I wonder, did anyone try to fine-tune a model specifically for general formatted data extraction? My naive thinking is that this should be pretty doable - after all, it's basically just restructuring the content using mostly the same tokens as input.
The reason why this would be useful (in my case) is because while large LLMs are perfectly capable of extraction, I often need to run it on millions of texts, which would be too costly. That's the reason I usually end up creating a custom small model, which is faster and cheaper. But a general small extraction-focused LLM would solve this.
I thought about fine-tuning Llama3-1B or Qwen models on larger models outputs, but my focus is currently elsewhere.
- msp26 9 months ago
  Have you looked into structured generation with a library like outlines? https://github.com/dottxt-ai/outlines
  druskacik 9 months ago
  Yes! This library is great and definitely helps, but I still had problems with performance. For example, smaller models would still hallucinate when extracting a JSON field when the given field wasn't present in the text (I'd expect null, but it provided either an incorrect value from the text, or a totally made up value).

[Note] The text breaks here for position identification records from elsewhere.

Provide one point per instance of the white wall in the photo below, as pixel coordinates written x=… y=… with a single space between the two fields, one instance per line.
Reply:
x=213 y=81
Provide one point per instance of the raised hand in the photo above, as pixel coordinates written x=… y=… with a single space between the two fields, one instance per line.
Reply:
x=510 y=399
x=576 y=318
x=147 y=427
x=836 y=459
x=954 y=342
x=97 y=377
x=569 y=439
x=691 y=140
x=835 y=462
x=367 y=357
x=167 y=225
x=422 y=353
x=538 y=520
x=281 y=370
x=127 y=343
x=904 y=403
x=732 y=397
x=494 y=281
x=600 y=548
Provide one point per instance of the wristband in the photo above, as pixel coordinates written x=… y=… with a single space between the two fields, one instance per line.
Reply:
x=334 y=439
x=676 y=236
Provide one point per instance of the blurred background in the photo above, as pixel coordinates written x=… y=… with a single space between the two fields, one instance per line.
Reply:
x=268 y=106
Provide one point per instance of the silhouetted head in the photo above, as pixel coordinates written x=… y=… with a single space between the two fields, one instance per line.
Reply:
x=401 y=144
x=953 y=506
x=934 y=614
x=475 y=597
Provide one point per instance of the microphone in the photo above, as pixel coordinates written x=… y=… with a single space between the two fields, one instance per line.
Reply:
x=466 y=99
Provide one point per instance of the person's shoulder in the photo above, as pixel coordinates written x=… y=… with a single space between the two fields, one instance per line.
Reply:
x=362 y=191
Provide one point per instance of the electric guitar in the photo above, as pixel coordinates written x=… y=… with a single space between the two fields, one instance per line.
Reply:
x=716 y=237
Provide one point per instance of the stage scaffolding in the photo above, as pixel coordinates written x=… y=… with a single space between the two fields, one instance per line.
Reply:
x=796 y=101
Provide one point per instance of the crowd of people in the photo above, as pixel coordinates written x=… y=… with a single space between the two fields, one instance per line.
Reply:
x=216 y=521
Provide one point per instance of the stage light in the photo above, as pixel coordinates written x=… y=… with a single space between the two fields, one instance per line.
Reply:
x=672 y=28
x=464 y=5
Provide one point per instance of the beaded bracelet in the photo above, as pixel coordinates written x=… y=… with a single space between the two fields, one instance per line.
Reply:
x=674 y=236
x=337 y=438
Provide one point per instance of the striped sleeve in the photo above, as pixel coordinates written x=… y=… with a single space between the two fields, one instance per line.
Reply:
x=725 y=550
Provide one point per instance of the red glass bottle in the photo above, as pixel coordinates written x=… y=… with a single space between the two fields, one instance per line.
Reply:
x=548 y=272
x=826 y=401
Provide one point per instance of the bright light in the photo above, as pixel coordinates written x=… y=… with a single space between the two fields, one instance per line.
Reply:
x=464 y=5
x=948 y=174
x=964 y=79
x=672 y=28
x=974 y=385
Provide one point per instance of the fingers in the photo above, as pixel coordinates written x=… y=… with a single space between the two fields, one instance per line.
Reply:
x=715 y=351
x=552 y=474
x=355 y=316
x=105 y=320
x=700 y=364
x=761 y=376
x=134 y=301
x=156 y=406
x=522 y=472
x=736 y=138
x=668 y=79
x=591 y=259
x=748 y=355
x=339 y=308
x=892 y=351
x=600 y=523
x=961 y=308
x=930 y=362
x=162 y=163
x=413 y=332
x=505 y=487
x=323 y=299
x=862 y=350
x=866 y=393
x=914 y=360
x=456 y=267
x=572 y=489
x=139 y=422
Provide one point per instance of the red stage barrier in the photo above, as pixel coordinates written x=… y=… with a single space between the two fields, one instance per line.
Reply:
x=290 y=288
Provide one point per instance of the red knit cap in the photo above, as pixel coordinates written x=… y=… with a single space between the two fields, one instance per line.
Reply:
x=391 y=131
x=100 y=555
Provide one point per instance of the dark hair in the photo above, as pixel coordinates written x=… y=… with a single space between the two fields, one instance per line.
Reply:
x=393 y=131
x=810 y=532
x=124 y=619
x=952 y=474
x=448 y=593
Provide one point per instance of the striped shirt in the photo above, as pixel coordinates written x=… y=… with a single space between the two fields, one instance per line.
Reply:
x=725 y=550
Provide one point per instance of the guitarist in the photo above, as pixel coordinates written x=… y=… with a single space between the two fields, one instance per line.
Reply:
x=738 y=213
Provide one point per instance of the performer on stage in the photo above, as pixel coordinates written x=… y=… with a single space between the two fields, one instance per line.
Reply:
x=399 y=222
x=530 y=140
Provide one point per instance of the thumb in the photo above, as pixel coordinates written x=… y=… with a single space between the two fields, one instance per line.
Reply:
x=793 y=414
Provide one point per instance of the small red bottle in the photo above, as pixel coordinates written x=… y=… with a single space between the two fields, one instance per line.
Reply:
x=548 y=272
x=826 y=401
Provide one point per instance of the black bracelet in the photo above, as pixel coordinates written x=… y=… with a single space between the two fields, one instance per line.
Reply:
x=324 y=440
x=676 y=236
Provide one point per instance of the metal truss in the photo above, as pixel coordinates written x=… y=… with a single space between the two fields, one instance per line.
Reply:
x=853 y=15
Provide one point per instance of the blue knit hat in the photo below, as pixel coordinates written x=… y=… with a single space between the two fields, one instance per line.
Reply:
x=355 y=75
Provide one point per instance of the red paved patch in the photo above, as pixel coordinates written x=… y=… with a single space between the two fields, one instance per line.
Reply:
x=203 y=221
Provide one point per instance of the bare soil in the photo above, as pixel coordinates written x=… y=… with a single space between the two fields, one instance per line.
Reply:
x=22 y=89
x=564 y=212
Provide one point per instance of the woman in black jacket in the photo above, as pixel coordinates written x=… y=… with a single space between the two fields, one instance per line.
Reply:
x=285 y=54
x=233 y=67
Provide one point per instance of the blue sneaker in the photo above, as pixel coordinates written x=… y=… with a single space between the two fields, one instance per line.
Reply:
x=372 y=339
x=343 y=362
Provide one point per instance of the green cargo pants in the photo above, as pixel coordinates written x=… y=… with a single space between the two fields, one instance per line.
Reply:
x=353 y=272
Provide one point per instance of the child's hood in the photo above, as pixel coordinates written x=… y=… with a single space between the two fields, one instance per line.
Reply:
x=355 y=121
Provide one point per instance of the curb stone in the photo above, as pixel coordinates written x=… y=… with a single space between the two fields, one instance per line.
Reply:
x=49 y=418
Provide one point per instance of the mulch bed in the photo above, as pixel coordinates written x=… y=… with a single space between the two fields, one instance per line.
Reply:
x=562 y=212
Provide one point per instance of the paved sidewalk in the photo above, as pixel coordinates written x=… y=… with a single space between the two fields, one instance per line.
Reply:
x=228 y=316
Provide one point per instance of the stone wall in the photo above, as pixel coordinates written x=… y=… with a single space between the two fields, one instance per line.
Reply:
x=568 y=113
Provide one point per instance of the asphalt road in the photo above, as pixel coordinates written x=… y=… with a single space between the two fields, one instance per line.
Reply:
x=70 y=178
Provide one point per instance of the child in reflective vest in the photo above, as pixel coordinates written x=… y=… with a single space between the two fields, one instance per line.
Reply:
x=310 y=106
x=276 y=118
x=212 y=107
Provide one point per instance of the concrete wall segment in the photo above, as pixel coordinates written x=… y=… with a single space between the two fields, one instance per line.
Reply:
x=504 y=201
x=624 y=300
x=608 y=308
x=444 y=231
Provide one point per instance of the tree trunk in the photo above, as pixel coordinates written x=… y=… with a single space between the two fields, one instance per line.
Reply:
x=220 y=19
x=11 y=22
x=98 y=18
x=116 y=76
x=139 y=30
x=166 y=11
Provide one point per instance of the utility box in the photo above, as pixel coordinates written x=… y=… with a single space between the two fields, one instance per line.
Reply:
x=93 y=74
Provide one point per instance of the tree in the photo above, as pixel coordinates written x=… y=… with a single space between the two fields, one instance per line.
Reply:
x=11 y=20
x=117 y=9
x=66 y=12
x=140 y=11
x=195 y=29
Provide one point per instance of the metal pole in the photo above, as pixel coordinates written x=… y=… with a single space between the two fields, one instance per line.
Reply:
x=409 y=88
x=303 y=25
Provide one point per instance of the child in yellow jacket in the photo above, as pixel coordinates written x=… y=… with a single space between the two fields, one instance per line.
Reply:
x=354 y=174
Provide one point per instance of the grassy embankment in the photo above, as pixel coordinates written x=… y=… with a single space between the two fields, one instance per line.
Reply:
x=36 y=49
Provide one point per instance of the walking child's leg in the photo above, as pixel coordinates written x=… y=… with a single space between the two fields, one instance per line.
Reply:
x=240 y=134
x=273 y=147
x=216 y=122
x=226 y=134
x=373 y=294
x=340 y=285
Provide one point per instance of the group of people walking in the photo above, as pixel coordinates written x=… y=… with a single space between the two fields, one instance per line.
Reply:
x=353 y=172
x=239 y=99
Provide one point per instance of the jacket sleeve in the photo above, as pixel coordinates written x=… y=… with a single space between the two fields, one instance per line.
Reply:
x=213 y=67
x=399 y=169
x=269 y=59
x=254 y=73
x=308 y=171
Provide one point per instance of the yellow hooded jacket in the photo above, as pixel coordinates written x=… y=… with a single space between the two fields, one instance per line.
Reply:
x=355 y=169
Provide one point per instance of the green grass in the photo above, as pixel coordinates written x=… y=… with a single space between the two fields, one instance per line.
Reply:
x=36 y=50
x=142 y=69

- petercooper 9 months ago
  Jina did something related for extracting content from raw HTML and wrote about the techniques they used here: https://jina.ai/news/reader-lm-small-language-models-for-cle... .. in my tests, the 1.5bn model works extremely well, though the open model is non commercial.
chx 9 months ago
How do you know the output has anything to do with the input? Hint: you don't. You are building a castle on quicksand. As always, the only thing LLMs are usable for:
https://hachyderm.io/@inthehands/112006855076082650
> You might be surprised to learn that I actually think LLMs have the potential to be not only fun but genuinely useful. “Show me some bullshit that would be typical in this context” can be a genuinely helpful question to have answered, in code and in natural language — for brainstorming, for seeing common conventions in an unfamiliar context, for having something crappy to react to.

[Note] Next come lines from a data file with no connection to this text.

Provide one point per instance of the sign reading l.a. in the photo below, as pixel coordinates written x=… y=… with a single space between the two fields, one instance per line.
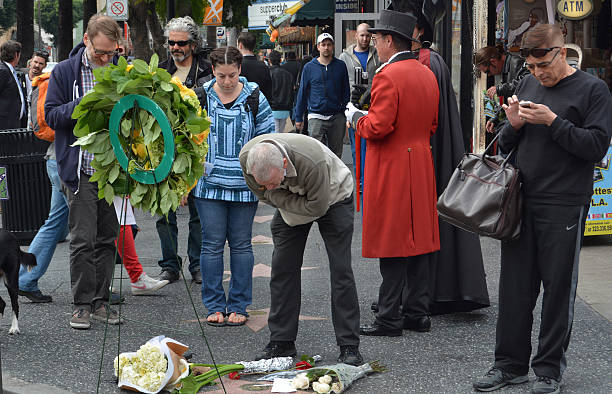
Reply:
x=117 y=9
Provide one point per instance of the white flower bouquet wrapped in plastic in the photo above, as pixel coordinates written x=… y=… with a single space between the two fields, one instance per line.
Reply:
x=333 y=378
x=157 y=365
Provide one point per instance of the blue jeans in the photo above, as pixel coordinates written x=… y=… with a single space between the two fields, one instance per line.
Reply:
x=168 y=238
x=53 y=230
x=233 y=221
x=363 y=150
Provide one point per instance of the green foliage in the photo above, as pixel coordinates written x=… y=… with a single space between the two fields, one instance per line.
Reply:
x=8 y=14
x=140 y=134
x=47 y=15
x=197 y=9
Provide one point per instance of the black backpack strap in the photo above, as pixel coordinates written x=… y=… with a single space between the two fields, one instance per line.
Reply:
x=252 y=104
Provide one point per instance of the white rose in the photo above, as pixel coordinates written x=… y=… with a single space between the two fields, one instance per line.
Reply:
x=320 y=388
x=325 y=379
x=300 y=382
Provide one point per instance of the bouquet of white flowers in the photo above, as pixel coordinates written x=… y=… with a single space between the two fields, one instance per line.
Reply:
x=157 y=365
x=333 y=378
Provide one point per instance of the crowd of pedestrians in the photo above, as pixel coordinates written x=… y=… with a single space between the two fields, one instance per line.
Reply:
x=389 y=90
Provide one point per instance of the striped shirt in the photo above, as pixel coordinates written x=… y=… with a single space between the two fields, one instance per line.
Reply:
x=87 y=82
x=230 y=130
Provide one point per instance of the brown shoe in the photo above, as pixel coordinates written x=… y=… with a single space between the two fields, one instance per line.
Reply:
x=80 y=319
x=106 y=315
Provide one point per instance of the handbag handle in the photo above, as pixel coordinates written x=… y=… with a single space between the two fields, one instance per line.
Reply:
x=503 y=164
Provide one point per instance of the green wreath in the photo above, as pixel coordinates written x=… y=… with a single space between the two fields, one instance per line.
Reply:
x=140 y=135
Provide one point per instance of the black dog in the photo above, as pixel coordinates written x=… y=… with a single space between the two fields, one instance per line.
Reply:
x=11 y=257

> Alas, that does not remotely resemble how people are pitching this technology.
TrackerFF 9 months ago
We used GPT 4o for more or less the same stuff. Got a boatload of scanned bills we had to digitize, and GPT really nailed the task. Made a schema, and just fed the model all the bills.
Worked better than any OCR we tried.
- thenaturalist 9 months ago
  How are you going to find (not even talking about correcting) hallucinated errors?

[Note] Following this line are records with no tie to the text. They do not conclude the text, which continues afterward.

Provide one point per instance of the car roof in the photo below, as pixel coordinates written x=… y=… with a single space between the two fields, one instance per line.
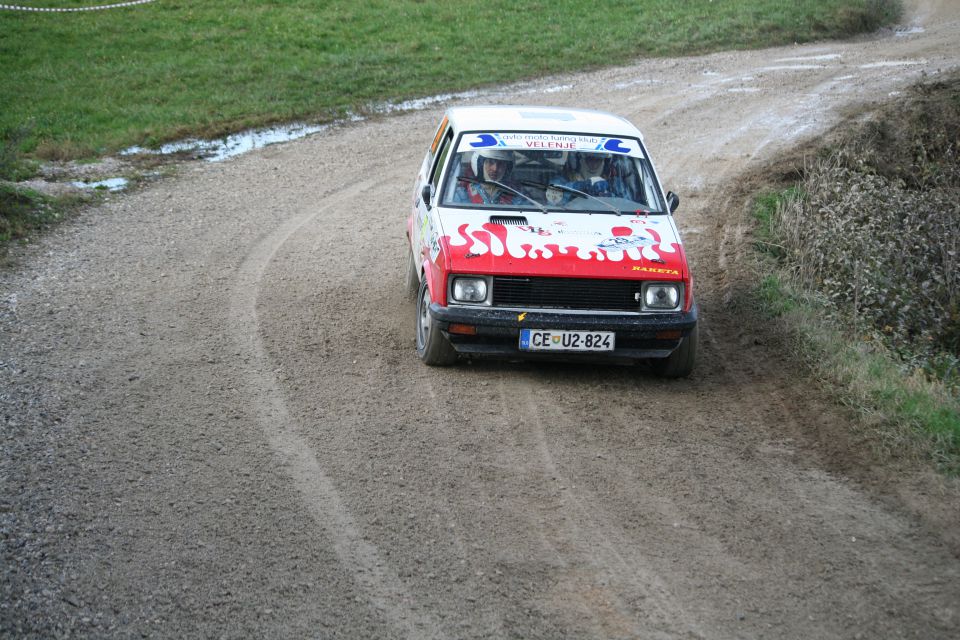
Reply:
x=534 y=118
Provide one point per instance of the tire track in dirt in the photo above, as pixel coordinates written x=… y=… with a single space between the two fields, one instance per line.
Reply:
x=320 y=496
x=605 y=576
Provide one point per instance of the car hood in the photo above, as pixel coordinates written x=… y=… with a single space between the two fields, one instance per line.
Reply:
x=562 y=245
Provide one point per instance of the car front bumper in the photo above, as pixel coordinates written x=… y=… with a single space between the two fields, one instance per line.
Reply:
x=497 y=332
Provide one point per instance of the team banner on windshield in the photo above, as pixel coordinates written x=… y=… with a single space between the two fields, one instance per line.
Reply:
x=550 y=142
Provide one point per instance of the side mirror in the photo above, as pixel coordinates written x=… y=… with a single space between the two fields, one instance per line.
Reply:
x=426 y=194
x=673 y=201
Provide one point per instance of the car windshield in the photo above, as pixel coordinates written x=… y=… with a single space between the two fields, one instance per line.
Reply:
x=551 y=180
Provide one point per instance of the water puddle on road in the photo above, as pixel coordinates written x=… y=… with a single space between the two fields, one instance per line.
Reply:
x=110 y=184
x=240 y=143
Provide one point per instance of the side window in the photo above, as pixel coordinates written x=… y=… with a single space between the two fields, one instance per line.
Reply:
x=441 y=159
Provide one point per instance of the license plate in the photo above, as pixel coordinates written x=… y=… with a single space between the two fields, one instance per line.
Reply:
x=553 y=340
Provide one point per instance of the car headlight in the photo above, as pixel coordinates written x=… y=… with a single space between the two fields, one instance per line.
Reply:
x=661 y=295
x=469 y=290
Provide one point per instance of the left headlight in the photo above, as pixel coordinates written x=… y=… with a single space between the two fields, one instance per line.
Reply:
x=470 y=289
x=661 y=296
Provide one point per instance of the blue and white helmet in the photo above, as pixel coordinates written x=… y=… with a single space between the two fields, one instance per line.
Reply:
x=476 y=162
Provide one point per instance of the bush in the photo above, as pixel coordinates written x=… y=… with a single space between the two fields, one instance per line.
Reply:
x=879 y=252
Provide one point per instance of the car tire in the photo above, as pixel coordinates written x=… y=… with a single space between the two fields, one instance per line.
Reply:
x=432 y=347
x=412 y=278
x=679 y=364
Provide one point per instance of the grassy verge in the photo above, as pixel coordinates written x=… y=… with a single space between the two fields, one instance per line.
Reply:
x=23 y=211
x=93 y=82
x=860 y=265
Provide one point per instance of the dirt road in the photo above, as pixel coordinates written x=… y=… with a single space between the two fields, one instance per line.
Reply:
x=215 y=424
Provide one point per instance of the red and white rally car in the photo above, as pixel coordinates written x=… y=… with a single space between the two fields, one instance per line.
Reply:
x=545 y=233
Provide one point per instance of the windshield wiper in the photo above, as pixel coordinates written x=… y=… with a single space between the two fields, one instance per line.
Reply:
x=539 y=206
x=563 y=187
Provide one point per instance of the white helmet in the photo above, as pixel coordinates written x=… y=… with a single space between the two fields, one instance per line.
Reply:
x=556 y=158
x=582 y=164
x=476 y=162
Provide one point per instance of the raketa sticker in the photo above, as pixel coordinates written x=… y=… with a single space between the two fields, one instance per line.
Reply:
x=622 y=243
x=672 y=272
x=550 y=142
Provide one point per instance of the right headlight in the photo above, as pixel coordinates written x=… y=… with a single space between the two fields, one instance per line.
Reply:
x=661 y=296
x=469 y=289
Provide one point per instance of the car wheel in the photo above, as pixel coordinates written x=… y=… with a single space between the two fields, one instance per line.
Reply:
x=679 y=364
x=432 y=347
x=412 y=278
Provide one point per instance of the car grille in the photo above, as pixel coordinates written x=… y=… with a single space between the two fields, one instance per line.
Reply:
x=566 y=293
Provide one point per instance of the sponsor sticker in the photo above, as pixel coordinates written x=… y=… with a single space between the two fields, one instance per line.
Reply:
x=622 y=243
x=550 y=142
x=672 y=272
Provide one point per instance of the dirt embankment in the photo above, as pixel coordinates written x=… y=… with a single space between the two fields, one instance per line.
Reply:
x=215 y=424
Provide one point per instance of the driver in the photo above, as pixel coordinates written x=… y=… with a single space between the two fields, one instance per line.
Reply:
x=490 y=166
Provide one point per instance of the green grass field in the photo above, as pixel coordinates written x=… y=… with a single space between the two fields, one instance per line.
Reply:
x=89 y=83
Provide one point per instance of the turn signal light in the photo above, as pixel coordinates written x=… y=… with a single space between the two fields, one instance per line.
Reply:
x=463 y=329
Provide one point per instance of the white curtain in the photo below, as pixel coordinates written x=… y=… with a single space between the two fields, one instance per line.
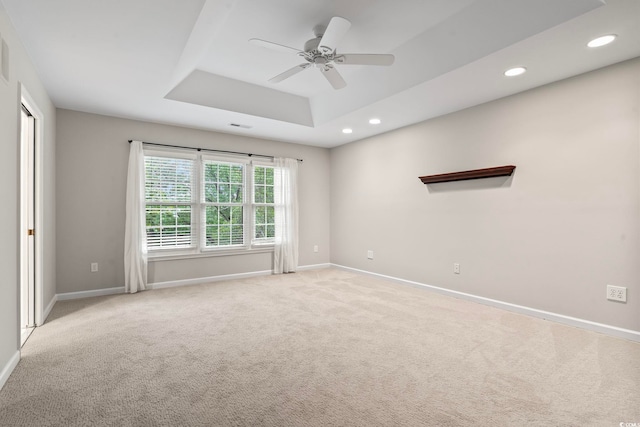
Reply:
x=135 y=235
x=285 y=257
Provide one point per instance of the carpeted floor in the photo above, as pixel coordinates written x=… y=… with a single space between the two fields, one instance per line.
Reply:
x=315 y=348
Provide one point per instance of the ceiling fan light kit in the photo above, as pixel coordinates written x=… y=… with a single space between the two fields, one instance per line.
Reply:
x=320 y=52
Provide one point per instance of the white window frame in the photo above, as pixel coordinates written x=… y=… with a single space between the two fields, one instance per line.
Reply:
x=198 y=206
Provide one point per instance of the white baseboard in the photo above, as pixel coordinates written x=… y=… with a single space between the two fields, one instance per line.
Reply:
x=314 y=267
x=210 y=279
x=613 y=331
x=87 y=294
x=47 y=310
x=8 y=368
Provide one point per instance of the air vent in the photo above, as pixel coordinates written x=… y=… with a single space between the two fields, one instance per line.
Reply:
x=236 y=125
x=4 y=60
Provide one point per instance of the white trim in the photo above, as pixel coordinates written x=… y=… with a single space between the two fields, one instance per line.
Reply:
x=174 y=283
x=613 y=331
x=47 y=310
x=313 y=267
x=210 y=279
x=32 y=106
x=88 y=294
x=8 y=368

  If money is involved and the LLM produces hallucination errors, how do you handle monetary impacts of such errors?
  How does that approach scale financially?
  ClearAndPresent 9 months ago
  Indeed. I anticipate the next Post Office Scandal(1,2) attributed to LLMs.
  1 https://en.wikipedia.org/wiki/British_Post_Office_scandal 2 https://www.postofficescandal.uk/
  rolandog 9 months ago
  That's awful.
  Reminds me of the Dutch childcare benefits scandal [0], where 26,000 families were unfairly labeled as having committed tax fraud (11,000 of which had been targeted via "risk profiling", as they had dual nationalities [1]). Bad policy + automation = disaster. The wikipedia article doesn't fully explain how some automated decisions were made (e.g. You had a typo in a form, therefore all previous benefits were clawed-back; if you owe more than €3.000,- then you're a fraudster and if you called to ask for clarification they wouldn't help you — you're officially labeled a fraudster, you see).
  Edit: couldn't find a source for my last statement, but I remember hearing it in an episode of the great Dutch News podcast. I'll see if I can find it.
  [0]: https://en.wikipedia.org/wiki/Dutch_childcare_benefits_scand...
  [1]: https://www.dutchnews.nl/2021/02/full-scale-parliamentary-in...
  rolandog 9 months ago
  Just for posterity, I couldn't find the specific podcast episode, but there are public statements from some of the victims [0] available online (translated):
  > What personally hurt you the most about how you were treated? > Derya: 'The worst thing about all of this, I think, was that I was registered as a fraudster. But I didn't know anything about that. There was a legal process for it, but they blocked it by not telling me what OGS (intent gross negligence) entailed. They had given me the qualification OGS and that was reason for judges to send me home with rejections. I didn't get any help anywhere and only now do I realize that I didn't stand a chance. All those years I fought against the heaviest sanction they could impose on me and I didn't know anything. I worked for the government. I worked very hard. And yet I was faced with wage garnishment and had to use the food bank. If I had known that I was just a fraudster and that was why I was being treated like that, I wouldn't have exhausted myself to prove that I did work hard and could pay off my debts myself. I literally and figuratively worked myself to death. And the consequences are now huge. Unfortunately.'
  [0]: https://www.bnnvara.nl/artikelen/hoe-gaat-het-nu-met-de-slac...
  is_true 9 months ago
  We tried all models from openai and google to get data from images and all of them made "mistakes".
  The images are tables with 4 columns and 10 rows of numbers and metadata above that are in a couple of fields. We had thousands of images already loaded and when we tried to check those previously loaded images we found quite a few errors.
  infecto 9 months ago
  Multimodal LLMs are not up for these tasks imo. It can describe an image but its not great on tables and numbers. Now on the other hand, using something like Textract to get the text representation of the table and then feeding that into a LLM was a massive success for us.
  is_true 9 months ago
  LLMs don't offer much value for our use case, almost all values are just numbers
  infecto 9 months ago
  Then you should be using something like Textract or other tooling in that space. Multimodal LLMs are no replacement.
  is_true 9 months ago
  We use opencv + tesseract and easyocr
  thenaturalist 9 months ago
  Curious, did that make you "fall back" to more conservative OCR?
  Or what else did you do to correct them?
  is_true 9 months ago
  We already had an OCR solution. We were exploring models in case the information source changes
  petercooper 9 months ago
  Not the OP, but if doing this at scale, I'd consider a quorum approach using several models and looking for a majority to agree (otherwise bump it for human review). You could also get two different approaches out of each model by using purely the model and external OCR + model and compare those too.
  coredog64 9 months ago
  I’m working on a problem in this space, and that’s the approach I’m taking.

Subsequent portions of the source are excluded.